Мало ли чудаков на свете?

А Михал Михалыч, и правда не обращая ни на кого внимания, сидел себе, ел тушёнку из банки, поглядывал в окно, в ту самую проталинку, которую он прежде продышал, иногда о чём-то вздыхал, посматривал снова в банку, выуживал оттуда ещё один кусок мяса, отправлял его в рот, снова жевал, снова вздыхал, снова смотрел в проталинку.

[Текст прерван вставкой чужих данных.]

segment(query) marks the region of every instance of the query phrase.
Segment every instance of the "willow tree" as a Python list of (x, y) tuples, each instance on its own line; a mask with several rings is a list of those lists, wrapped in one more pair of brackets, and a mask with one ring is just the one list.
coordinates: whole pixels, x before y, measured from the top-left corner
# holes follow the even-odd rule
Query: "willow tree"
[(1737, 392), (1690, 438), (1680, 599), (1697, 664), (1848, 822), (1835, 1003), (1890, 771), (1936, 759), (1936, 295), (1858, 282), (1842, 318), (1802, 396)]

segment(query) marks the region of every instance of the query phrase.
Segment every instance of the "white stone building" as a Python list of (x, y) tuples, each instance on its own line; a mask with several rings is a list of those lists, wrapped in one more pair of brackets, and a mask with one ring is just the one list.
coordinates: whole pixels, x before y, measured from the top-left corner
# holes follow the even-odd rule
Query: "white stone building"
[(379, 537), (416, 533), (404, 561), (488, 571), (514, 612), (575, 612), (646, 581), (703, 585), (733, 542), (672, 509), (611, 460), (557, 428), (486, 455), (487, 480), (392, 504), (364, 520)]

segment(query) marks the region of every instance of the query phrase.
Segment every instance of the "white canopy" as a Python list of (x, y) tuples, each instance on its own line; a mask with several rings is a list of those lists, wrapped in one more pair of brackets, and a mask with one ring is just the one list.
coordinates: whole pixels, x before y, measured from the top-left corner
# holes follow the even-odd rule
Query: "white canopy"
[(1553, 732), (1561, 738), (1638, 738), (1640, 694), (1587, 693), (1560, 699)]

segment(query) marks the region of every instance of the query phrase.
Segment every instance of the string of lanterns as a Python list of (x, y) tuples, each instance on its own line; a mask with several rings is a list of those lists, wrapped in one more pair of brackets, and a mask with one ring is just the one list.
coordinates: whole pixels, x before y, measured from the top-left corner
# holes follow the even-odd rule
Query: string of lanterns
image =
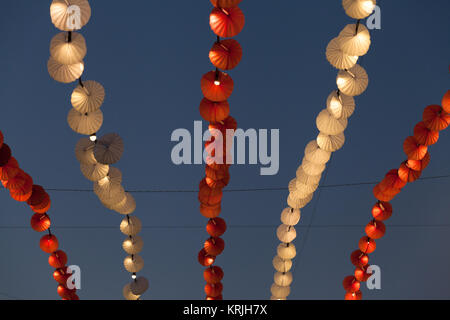
[[(237, 129), (236, 120), (231, 117), (227, 99), (233, 92), (233, 79), (221, 70), (235, 68), (242, 58), (242, 47), (231, 38), (238, 35), (245, 24), (245, 17), (238, 4), (242, 0), (211, 0), (214, 8), (210, 14), (210, 27), (217, 35), (209, 58), (216, 68), (203, 75), (201, 90), (204, 98), (200, 103), (200, 115), (209, 122), (211, 141), (205, 143), (207, 152), (205, 178), (200, 182), (198, 200), (201, 214), (209, 218), (206, 231), (209, 238), (198, 254), (199, 263), (207, 267), (203, 276), (206, 281), (207, 300), (222, 300), (222, 268), (213, 266), (220, 255), (225, 242), (220, 238), (226, 231), (225, 220), (219, 218), (221, 212), (222, 189), (230, 181), (229, 163), (227, 162), (228, 143), (233, 139)], [(218, 135), (217, 133), (220, 133)], [(225, 147), (224, 147), (225, 146)]]
[[(58, 282), (57, 292), (63, 300), (79, 300), (76, 288), (69, 288), (68, 281), (72, 271), (68, 269), (67, 254), (59, 249), (58, 238), (50, 231), (51, 220), (48, 211), (51, 200), (45, 189), (33, 183), (33, 178), (22, 170), (11, 154), (11, 148), (4, 143), (3, 133), (0, 131), (0, 180), (9, 190), (11, 198), (18, 202), (26, 202), (34, 212), (30, 225), (36, 232), (47, 231), (41, 237), (39, 247), (49, 253), (48, 263), (55, 268), (53, 277)], [(72, 283), (73, 284), (73, 283)]]
[(144, 242), (138, 236), (142, 224), (136, 216), (131, 215), (136, 210), (136, 202), (122, 186), (121, 171), (111, 166), (122, 157), (124, 143), (116, 133), (108, 133), (97, 139), (97, 132), (103, 124), (100, 108), (105, 99), (105, 89), (96, 81), (81, 79), (87, 47), (84, 37), (75, 30), (88, 23), (91, 7), (87, 0), (53, 0), (50, 16), (55, 27), (63, 32), (51, 40), (48, 72), (58, 82), (78, 80), (71, 95), (72, 109), (67, 122), (73, 131), (87, 137), (81, 138), (76, 144), (75, 156), (84, 177), (93, 182), (93, 191), (101, 203), (125, 215), (120, 231), (126, 235), (122, 244), (128, 254), (124, 267), (132, 274), (132, 281), (124, 286), (123, 295), (127, 300), (137, 300), (148, 289), (148, 280), (137, 277), (144, 267), (144, 260), (139, 255)]
[(341, 149), (345, 143), (344, 131), (348, 118), (355, 110), (353, 97), (361, 95), (369, 84), (366, 71), (357, 64), (359, 57), (368, 52), (371, 44), (370, 33), (360, 20), (372, 13), (376, 0), (343, 0), (342, 5), (346, 14), (357, 19), (357, 22), (348, 24), (326, 48), (328, 62), (339, 70), (336, 78), (338, 89), (329, 94), (327, 107), (317, 116), (319, 134), (307, 144), (296, 178), (289, 182), (288, 207), (282, 211), (281, 225), (276, 231), (281, 243), (272, 260), (276, 272), (270, 288), (271, 300), (286, 300), (290, 294), (293, 281), (290, 270), (292, 260), (297, 255), (292, 242), (297, 237), (295, 226), (301, 218), (300, 209), (313, 199), (332, 153)]
[(407, 159), (398, 169), (390, 170), (374, 188), (373, 194), (377, 202), (372, 207), (372, 220), (365, 228), (366, 235), (358, 242), (358, 250), (352, 252), (350, 260), (355, 266), (352, 276), (345, 277), (343, 286), (346, 291), (345, 300), (361, 300), (361, 282), (370, 277), (369, 254), (374, 252), (377, 245), (375, 240), (386, 233), (384, 222), (392, 216), (393, 200), (407, 183), (416, 181), (430, 162), (428, 147), (439, 140), (439, 132), (450, 124), (450, 90), (442, 99), (442, 106), (430, 105), (425, 108), (422, 121), (414, 127), (412, 136), (403, 143), (403, 151)]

Смотрел и думал… Думал, что он, наверное, похож на старого воробья или подбитого камнем галчонка-переростка, что ему уже сорок три года, что он неказист, не женат, беден, почти нищ, жалок и убог, что жизнь вообще пошла кое-как наперекосяк, что в свои сорок три он всего лишь старший лаборант, что студенты над ним смеются, если вообще замечают, что из общежития его, наверное, скоро попрут, и что придётся тогда возвращаться в Урень, а там никого, все уже умерли, а работа только в леспромхозе, а он такую, наверное, уже и не сдюжит, и что хорошо бы тогда вот так ехать и ехать в полусне, в полупустом автобусе, на тёплой печке, словно Емеля, смотреть в окошко, есть тушёнку, снова смотреть в окошко, снова о чём-то думать, наверное, о том, что похож на старого воробья, что неказист, одинок и беден, и никому до тебя нет дела, никто в целом свете о тебе не беспокоится, ни у кого за тебя не болит сердце, никто не будет тебя провожать во тьму или встречать на шумном вокзале, и что до чего же это на самом-то деле хорошо, что всегда так и хотел, так и мечтал жить, и вообще глупо жалеть, глупо оглядываться, что всё идёт, как надо, как и должно было быть, что есть в этом его одиночестве и в этой его бедности и своя прелесть, и своя свобода, и даже своя поэзия. Он даже вообразил себя на минуту пушкинским Евгением из «Медного всадника», хотя кому здесь грозить? Разве что мухинскому Буревестнику, даром что тот пеший, но уж если погонится, то шажищи у него такие, что догонит в два счёта. Погонит на север, нагонит бурю, Волгу перешагнёт как ручеёк, догонит до самого Уреня, загонит в гроб, в медвежий угол, в леспромхоз этот, будь он неладен.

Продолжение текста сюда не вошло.